A second attempt with the screen locked also failed to reboot the phone because only two of over 20 messages were immediately received. This may have been caused by a network issue or operator-imposed rate limiting. The messages did arrive later and the phone rebooted when unlocking the screen.
Alecu said that he discovered this denial-of-service issue over a year ago and has since tested and confirmed it on Google Galaxy Nexus, Nexus 4 and Nexus 5 phones running various Android 4.x versions, including the newly released Android 4.4, or KitKat.
Around 20 different devices from various vendors have also been tested and are not vulnerable to this problem, he said.

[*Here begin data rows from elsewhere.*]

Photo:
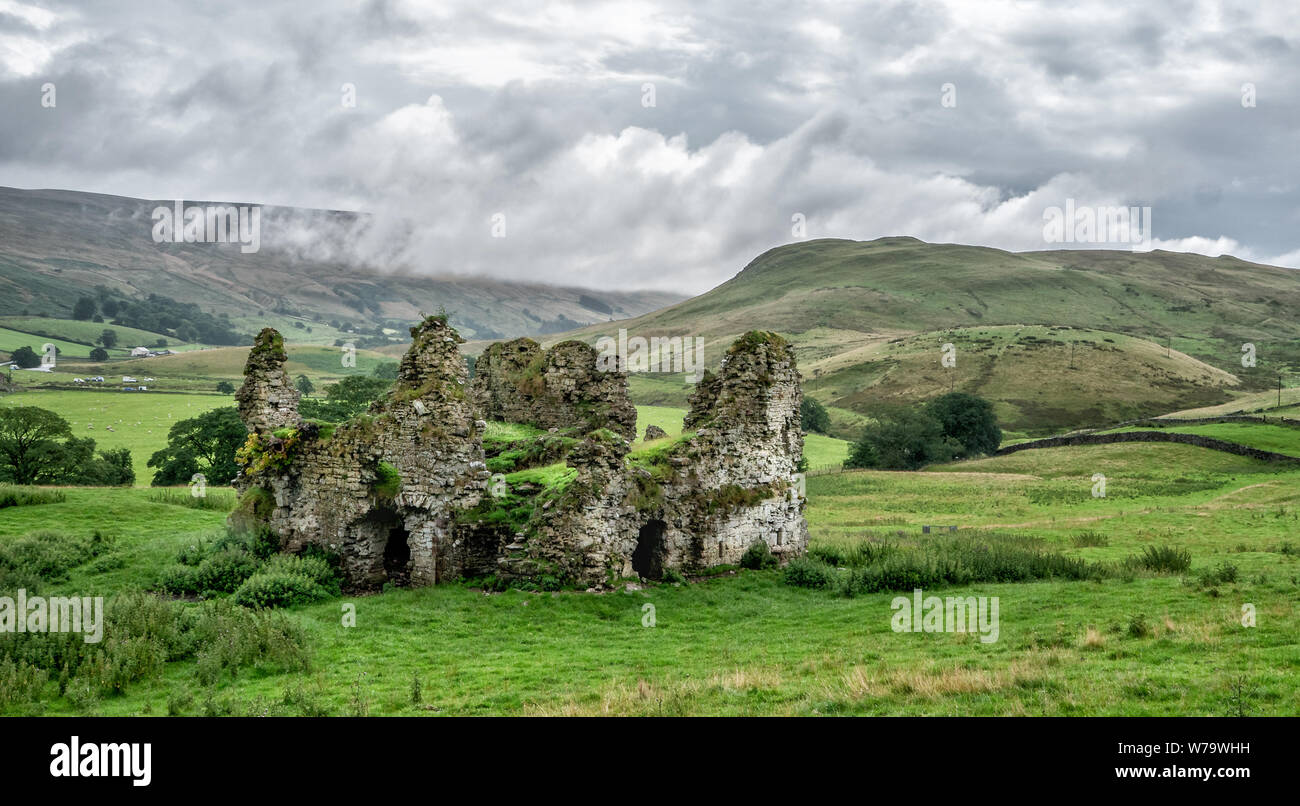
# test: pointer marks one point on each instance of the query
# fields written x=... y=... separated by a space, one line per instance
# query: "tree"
x=74 y=462
x=200 y=445
x=27 y=436
x=813 y=416
x=902 y=440
x=969 y=420
x=25 y=358
x=345 y=399
x=85 y=308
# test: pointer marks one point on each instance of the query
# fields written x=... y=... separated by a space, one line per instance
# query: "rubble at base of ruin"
x=403 y=494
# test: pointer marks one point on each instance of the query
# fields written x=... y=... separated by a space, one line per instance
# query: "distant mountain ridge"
x=1056 y=338
x=56 y=246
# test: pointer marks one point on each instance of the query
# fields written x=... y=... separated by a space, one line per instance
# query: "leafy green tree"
x=74 y=462
x=25 y=358
x=85 y=308
x=813 y=416
x=345 y=399
x=200 y=445
x=969 y=420
x=902 y=440
x=27 y=437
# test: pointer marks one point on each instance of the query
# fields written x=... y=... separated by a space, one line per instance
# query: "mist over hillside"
x=316 y=265
x=1056 y=338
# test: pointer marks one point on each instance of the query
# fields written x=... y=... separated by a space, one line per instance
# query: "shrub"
x=875 y=567
x=1164 y=559
x=813 y=416
x=1138 y=627
x=807 y=572
x=278 y=589
x=967 y=420
x=20 y=681
x=1220 y=575
x=1090 y=538
x=180 y=581
x=902 y=440
x=758 y=557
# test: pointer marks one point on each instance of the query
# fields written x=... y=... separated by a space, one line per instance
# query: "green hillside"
x=1056 y=338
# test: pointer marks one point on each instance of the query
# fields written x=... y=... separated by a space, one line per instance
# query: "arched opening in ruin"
x=397 y=555
x=648 y=557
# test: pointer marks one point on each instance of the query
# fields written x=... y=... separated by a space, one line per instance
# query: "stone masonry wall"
x=393 y=490
x=559 y=388
x=395 y=473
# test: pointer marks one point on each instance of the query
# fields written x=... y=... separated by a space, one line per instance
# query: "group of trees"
x=200 y=445
x=159 y=313
x=207 y=443
x=37 y=446
x=956 y=425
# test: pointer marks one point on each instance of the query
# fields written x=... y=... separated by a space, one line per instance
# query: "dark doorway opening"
x=397 y=557
x=648 y=557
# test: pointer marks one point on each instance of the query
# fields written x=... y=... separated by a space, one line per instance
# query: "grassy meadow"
x=746 y=642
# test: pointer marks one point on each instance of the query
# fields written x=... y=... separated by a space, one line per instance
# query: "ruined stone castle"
x=404 y=494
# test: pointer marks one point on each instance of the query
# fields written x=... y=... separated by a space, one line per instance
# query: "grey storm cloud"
x=532 y=116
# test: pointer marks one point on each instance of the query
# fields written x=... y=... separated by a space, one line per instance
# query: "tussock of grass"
x=13 y=495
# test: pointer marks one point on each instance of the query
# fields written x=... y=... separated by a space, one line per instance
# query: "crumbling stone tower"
x=381 y=489
x=559 y=388
x=402 y=495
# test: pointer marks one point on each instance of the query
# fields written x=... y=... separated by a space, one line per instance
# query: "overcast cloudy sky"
x=761 y=111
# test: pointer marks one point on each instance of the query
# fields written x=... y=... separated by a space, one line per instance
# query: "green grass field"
x=139 y=420
x=1277 y=438
x=749 y=644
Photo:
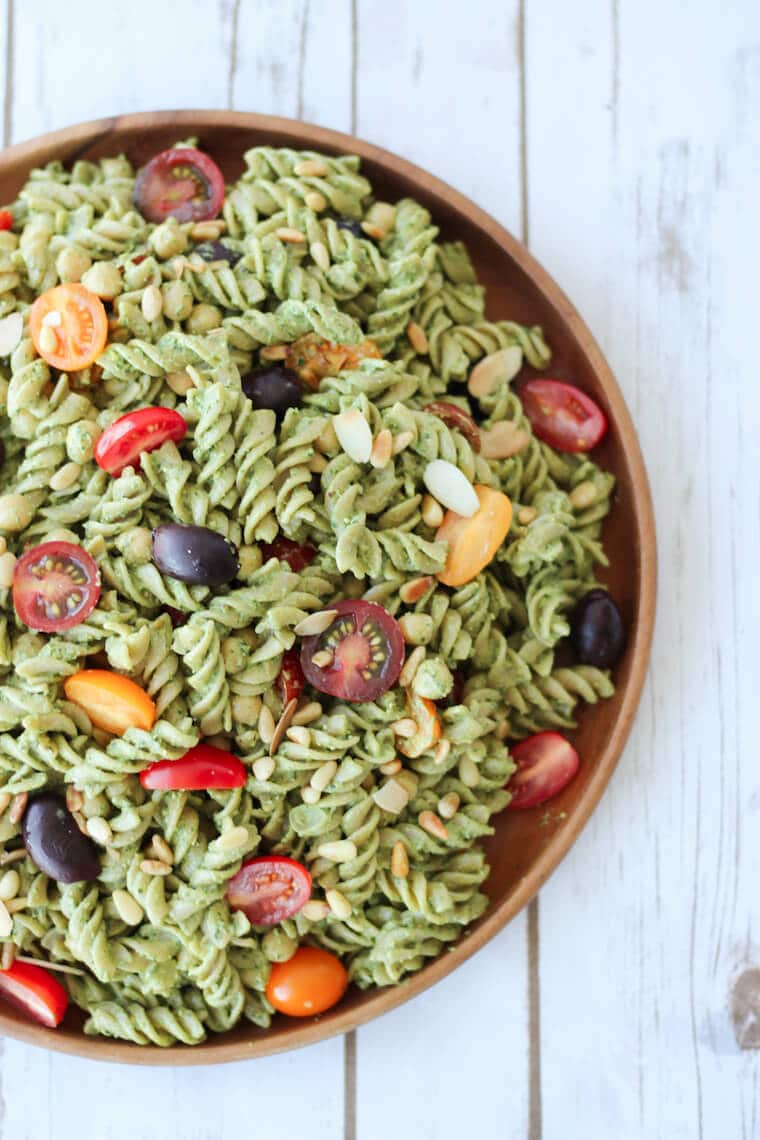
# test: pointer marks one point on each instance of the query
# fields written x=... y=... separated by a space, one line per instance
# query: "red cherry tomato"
x=297 y=555
x=562 y=415
x=309 y=983
x=289 y=678
x=546 y=764
x=367 y=648
x=35 y=992
x=454 y=416
x=56 y=585
x=180 y=182
x=203 y=767
x=122 y=444
x=269 y=888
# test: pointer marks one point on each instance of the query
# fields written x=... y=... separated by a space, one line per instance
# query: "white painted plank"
x=643 y=181
x=165 y=55
x=456 y=1059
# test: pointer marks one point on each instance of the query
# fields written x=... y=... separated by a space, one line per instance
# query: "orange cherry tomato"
x=473 y=542
x=309 y=983
x=112 y=702
x=80 y=328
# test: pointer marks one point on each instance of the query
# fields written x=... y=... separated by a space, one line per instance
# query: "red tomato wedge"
x=546 y=764
x=269 y=888
x=180 y=182
x=68 y=326
x=291 y=680
x=297 y=555
x=122 y=444
x=34 y=991
x=562 y=415
x=203 y=767
x=366 y=644
x=309 y=983
x=112 y=702
x=56 y=586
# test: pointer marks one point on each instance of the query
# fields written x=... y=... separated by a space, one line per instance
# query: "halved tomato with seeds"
x=56 y=586
x=359 y=656
x=180 y=182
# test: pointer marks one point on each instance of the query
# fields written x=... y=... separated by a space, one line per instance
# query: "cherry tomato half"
x=122 y=444
x=546 y=764
x=180 y=182
x=297 y=555
x=269 y=888
x=34 y=991
x=367 y=648
x=454 y=416
x=80 y=326
x=309 y=983
x=289 y=678
x=203 y=767
x=562 y=415
x=56 y=585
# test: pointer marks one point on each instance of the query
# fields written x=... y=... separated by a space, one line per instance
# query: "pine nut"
x=315 y=910
x=65 y=477
x=315 y=624
x=7 y=568
x=310 y=168
x=448 y=805
x=18 y=806
x=99 y=830
x=128 y=908
x=432 y=512
x=228 y=840
x=152 y=303
x=399 y=860
x=319 y=255
x=410 y=666
x=432 y=824
x=315 y=201
x=468 y=772
x=155 y=866
x=338 y=851
x=263 y=768
x=308 y=713
x=324 y=775
x=287 y=234
x=417 y=339
x=266 y=724
x=9 y=884
x=338 y=903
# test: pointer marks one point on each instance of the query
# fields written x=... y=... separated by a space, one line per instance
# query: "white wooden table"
x=621 y=139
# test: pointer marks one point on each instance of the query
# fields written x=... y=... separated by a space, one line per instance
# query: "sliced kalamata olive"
x=55 y=843
x=275 y=388
x=217 y=251
x=351 y=225
x=194 y=554
x=597 y=630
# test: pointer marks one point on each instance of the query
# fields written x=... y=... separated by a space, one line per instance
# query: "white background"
x=621 y=139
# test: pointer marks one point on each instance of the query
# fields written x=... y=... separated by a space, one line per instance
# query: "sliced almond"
x=450 y=487
x=493 y=369
x=353 y=434
x=315 y=624
x=10 y=332
x=504 y=440
x=391 y=797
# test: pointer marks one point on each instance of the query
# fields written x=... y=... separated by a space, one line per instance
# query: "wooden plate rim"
x=74 y=140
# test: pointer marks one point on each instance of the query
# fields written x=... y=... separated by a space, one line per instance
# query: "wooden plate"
x=522 y=853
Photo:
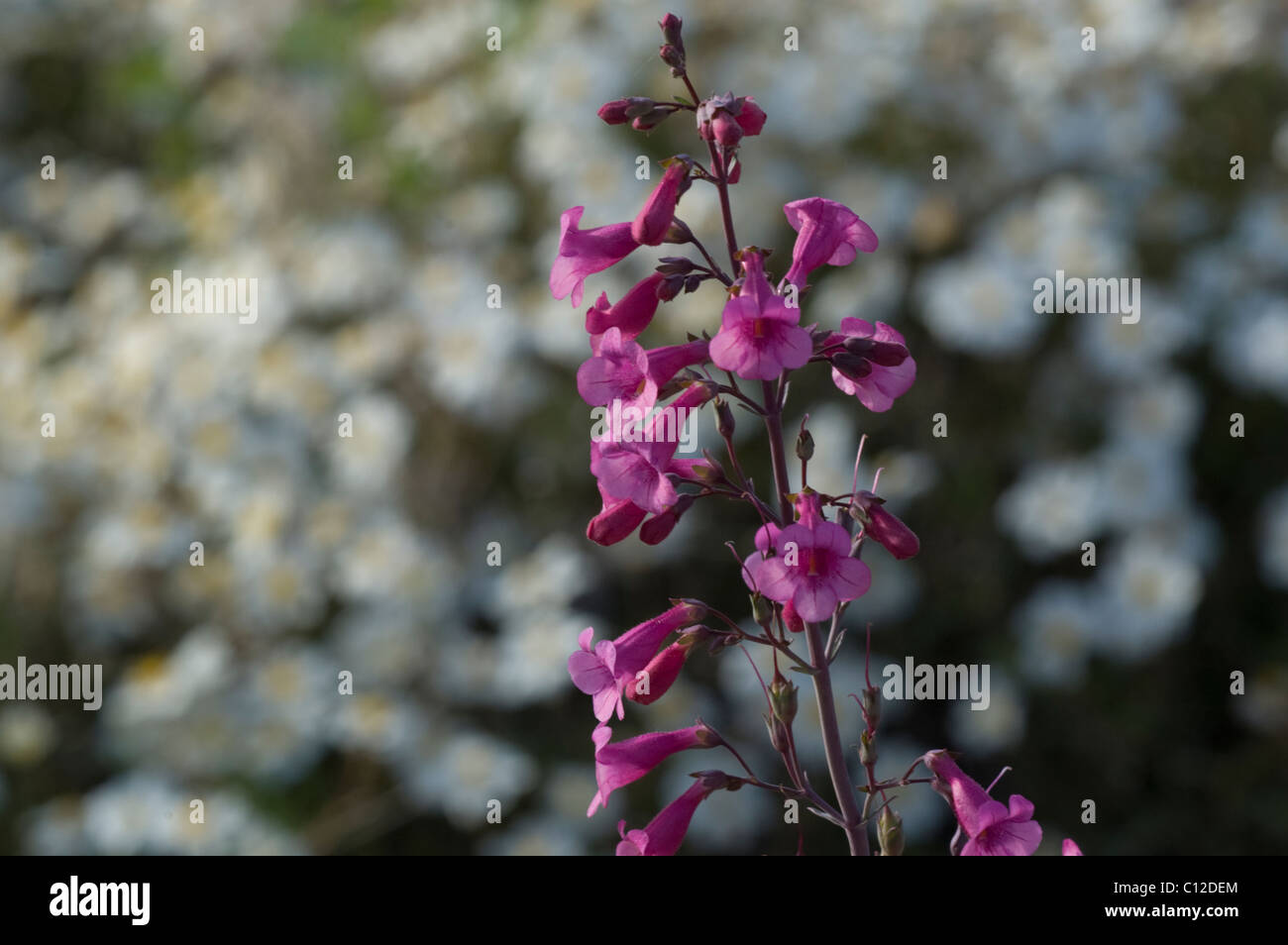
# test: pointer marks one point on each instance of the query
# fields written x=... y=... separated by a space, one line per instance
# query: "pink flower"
x=760 y=335
x=631 y=314
x=655 y=217
x=884 y=528
x=812 y=568
x=584 y=253
x=616 y=520
x=825 y=232
x=660 y=674
x=993 y=828
x=665 y=833
x=871 y=362
x=625 y=763
x=603 y=671
x=639 y=468
x=724 y=119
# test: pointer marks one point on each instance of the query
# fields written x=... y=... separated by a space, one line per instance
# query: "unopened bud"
x=777 y=734
x=670 y=287
x=675 y=265
x=872 y=705
x=851 y=366
x=782 y=698
x=724 y=420
x=619 y=111
x=890 y=832
x=805 y=446
x=867 y=748
x=671 y=26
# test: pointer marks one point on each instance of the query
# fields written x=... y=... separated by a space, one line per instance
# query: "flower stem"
x=854 y=830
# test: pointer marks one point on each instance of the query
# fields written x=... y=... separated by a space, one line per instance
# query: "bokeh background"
x=370 y=554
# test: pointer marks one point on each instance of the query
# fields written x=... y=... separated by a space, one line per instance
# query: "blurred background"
x=370 y=554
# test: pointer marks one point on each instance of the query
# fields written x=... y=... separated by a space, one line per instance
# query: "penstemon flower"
x=805 y=568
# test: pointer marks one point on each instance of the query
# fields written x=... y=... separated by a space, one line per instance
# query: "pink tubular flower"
x=665 y=833
x=631 y=314
x=603 y=671
x=871 y=362
x=655 y=217
x=616 y=520
x=639 y=469
x=993 y=828
x=812 y=568
x=885 y=528
x=825 y=232
x=760 y=335
x=625 y=763
x=653 y=680
x=872 y=365
x=587 y=252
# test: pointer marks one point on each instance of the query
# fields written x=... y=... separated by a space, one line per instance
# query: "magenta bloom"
x=616 y=520
x=825 y=232
x=874 y=365
x=885 y=528
x=631 y=314
x=665 y=833
x=603 y=671
x=655 y=217
x=587 y=252
x=639 y=467
x=625 y=763
x=662 y=671
x=621 y=369
x=812 y=568
x=760 y=335
x=993 y=828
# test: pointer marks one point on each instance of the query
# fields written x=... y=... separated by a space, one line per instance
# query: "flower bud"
x=622 y=110
x=656 y=529
x=724 y=420
x=867 y=748
x=782 y=699
x=777 y=734
x=805 y=446
x=671 y=26
x=872 y=705
x=851 y=366
x=675 y=265
x=793 y=619
x=890 y=832
x=719 y=781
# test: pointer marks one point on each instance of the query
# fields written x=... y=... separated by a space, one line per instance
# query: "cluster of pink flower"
x=805 y=570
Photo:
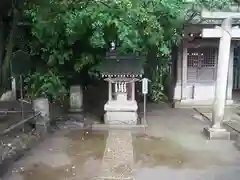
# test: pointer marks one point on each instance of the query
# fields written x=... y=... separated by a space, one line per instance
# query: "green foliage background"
x=73 y=35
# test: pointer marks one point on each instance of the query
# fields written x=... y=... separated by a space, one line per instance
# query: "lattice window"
x=201 y=64
x=202 y=57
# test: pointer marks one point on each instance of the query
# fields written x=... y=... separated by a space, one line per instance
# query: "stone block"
x=120 y=117
x=219 y=134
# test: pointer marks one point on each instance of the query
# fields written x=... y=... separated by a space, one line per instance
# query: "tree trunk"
x=7 y=64
x=1 y=46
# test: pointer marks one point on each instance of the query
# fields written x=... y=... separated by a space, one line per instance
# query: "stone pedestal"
x=42 y=121
x=76 y=99
x=217 y=133
x=121 y=112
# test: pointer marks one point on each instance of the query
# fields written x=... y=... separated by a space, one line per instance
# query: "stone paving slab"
x=118 y=160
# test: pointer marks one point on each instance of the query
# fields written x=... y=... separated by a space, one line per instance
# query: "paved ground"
x=172 y=148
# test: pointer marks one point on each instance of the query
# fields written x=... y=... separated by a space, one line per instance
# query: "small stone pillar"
x=76 y=98
x=14 y=88
x=42 y=121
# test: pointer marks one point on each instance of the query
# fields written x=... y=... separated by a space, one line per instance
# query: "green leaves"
x=48 y=85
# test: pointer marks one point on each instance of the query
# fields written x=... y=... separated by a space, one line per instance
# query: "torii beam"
x=226 y=33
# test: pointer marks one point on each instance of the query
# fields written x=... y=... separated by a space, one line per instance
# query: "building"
x=196 y=66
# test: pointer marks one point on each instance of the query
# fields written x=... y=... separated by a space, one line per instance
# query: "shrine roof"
x=121 y=66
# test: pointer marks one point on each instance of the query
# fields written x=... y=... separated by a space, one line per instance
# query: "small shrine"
x=121 y=72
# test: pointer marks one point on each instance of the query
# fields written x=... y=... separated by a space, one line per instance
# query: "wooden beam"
x=219 y=15
x=217 y=33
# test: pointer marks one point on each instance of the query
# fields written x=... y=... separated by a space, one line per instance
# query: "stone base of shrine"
x=123 y=112
x=213 y=133
x=119 y=117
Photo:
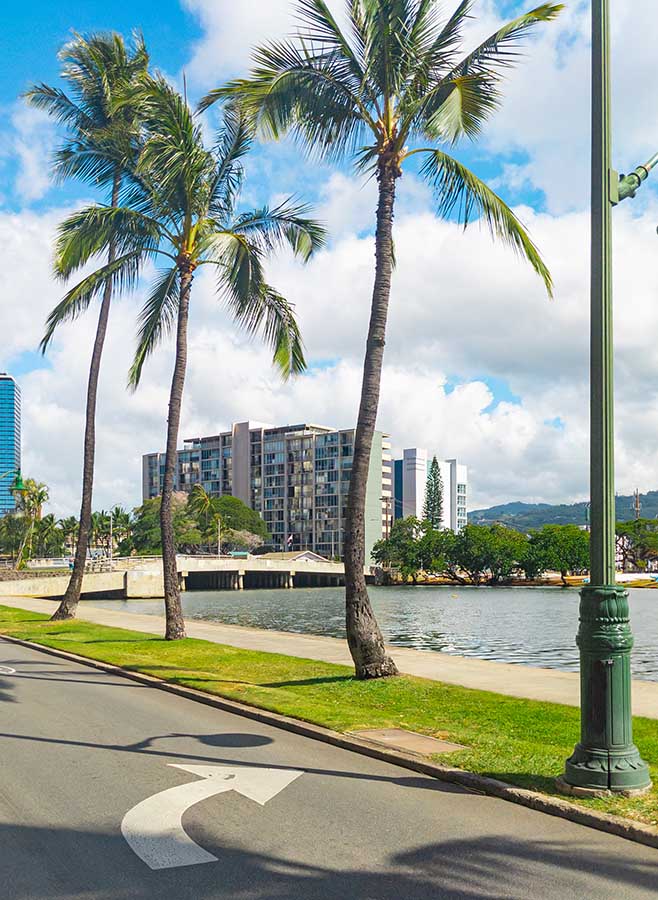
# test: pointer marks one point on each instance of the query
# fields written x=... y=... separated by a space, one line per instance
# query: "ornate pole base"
x=606 y=759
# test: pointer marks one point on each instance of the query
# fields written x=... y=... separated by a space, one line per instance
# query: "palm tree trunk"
x=69 y=605
x=175 y=629
x=363 y=634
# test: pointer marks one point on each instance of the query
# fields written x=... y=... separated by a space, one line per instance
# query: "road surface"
x=265 y=814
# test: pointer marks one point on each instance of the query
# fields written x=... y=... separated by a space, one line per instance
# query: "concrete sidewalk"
x=502 y=678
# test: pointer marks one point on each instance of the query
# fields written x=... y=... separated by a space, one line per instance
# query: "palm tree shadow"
x=6 y=691
x=307 y=682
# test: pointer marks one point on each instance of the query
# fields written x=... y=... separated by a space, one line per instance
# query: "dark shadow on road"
x=228 y=739
x=76 y=864
x=6 y=689
x=145 y=747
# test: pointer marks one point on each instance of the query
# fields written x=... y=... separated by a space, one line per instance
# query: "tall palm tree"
x=182 y=209
x=98 y=71
x=392 y=88
x=69 y=528
x=31 y=503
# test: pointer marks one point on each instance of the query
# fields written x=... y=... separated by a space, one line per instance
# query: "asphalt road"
x=80 y=749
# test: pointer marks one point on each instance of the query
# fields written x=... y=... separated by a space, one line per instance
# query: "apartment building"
x=10 y=439
x=296 y=476
x=410 y=483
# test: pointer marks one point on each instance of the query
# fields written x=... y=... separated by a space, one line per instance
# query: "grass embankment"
x=522 y=742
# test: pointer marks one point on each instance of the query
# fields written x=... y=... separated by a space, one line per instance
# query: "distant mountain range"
x=524 y=516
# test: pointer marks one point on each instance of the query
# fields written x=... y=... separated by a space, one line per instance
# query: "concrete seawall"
x=142 y=578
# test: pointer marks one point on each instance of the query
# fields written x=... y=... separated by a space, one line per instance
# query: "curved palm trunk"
x=69 y=605
x=363 y=634
x=175 y=629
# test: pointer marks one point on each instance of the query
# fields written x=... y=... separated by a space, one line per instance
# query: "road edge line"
x=553 y=806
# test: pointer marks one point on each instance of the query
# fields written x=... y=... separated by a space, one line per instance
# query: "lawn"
x=522 y=742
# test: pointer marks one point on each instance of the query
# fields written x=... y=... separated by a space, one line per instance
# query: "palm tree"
x=203 y=507
x=98 y=71
x=121 y=523
x=182 y=208
x=69 y=527
x=392 y=88
x=31 y=502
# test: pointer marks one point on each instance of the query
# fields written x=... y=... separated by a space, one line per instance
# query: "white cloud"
x=461 y=307
x=32 y=142
x=231 y=30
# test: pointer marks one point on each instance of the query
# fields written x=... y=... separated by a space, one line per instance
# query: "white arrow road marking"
x=154 y=828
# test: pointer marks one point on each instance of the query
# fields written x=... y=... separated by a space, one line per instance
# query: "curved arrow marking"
x=154 y=828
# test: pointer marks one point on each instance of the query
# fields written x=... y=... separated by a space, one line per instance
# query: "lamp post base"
x=606 y=759
x=592 y=793
x=604 y=771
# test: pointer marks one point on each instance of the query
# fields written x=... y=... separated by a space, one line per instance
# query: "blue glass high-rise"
x=10 y=439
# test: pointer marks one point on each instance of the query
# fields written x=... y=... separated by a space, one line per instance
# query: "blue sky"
x=479 y=364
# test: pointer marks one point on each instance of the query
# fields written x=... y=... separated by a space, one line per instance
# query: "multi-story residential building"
x=410 y=483
x=296 y=476
x=10 y=440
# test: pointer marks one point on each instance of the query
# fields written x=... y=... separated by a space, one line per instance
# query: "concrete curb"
x=553 y=806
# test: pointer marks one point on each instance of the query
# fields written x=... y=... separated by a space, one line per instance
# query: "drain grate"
x=409 y=741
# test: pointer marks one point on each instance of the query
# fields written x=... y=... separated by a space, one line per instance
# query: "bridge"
x=141 y=577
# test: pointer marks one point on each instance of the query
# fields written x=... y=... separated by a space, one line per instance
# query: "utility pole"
x=606 y=759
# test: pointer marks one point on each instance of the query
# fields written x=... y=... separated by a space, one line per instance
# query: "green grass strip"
x=522 y=742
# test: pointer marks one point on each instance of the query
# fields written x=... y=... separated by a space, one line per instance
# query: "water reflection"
x=530 y=626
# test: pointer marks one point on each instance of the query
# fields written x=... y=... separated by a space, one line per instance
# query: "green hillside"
x=524 y=516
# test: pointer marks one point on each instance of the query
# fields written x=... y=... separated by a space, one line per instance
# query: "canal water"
x=529 y=626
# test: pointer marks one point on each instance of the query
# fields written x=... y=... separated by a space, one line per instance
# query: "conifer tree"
x=433 y=508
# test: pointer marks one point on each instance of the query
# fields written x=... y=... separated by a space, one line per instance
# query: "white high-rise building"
x=410 y=484
x=295 y=476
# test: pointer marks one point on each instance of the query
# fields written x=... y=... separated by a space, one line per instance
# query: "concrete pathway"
x=503 y=678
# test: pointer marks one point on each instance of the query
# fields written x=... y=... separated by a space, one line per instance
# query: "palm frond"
x=89 y=232
x=293 y=88
x=288 y=223
x=233 y=143
x=462 y=195
x=156 y=320
x=173 y=156
x=122 y=274
x=501 y=49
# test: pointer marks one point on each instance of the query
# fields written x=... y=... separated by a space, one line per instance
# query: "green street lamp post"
x=606 y=758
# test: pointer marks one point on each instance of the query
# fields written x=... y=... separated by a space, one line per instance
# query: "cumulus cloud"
x=31 y=142
x=464 y=311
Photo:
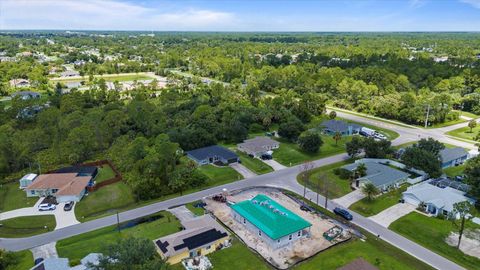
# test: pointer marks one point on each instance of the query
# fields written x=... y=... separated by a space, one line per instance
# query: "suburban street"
x=284 y=178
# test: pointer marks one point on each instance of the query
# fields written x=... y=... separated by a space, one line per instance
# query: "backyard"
x=77 y=247
x=27 y=226
x=431 y=233
x=366 y=207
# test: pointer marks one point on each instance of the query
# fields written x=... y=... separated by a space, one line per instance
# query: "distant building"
x=270 y=221
x=212 y=154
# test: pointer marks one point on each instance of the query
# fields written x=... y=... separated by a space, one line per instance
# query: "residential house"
x=438 y=199
x=212 y=154
x=258 y=146
x=382 y=176
x=453 y=156
x=333 y=126
x=202 y=236
x=271 y=222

This doesn't exclude the possibility that some devices from other vendors are vulnerable, but so far it has only been confirmed on the previously mentioned Google Nexus phones.
Alecu claims he contacted Google several times since he found the flaw, but mostly got automated responses. Someone from the Android Security Team responded in July and said the issue would be fixed in Android 4.3, but it wasn't, Alecu said, adding that this contributed to his decision to disclose the problem publicly.
"We thank him for bringing the possible issue to our attention and we are investigating," a Google representative said via email.
In the absence of an official fix, Alecu worked with Michael Mueller, an IT security consultant from Germany, to create an application that can be used to block this kind of class 0 SMS denial-of-service attack.
The app is called Class0Firewall and is already available in Google Play. It can be used to configure a threshold for received class 0 messages, after which all subsequent messages are blocked for a period of time chosen by the user.
Because the attack causes the messaging app to crash and the phone to reboot, it suggests that something really bad happens inside the phone's memory, Mueller said via email. The bug should be further investigated to see if it can also lead to code execution, he said. "I see this as a serious vulnerability that has to be fixed by Google."
"Bogdan [Alecu] came up with the idea and asked if I could develop an app that prevents the class 0 messages from entering the device and thus prevent the denial-of-service attack," Mueller said. "He told me about his discovery and we came to the conclusion that it would be good to have a free app available at the time the vulnerability is made public to enable people to protect themselves from such an attack."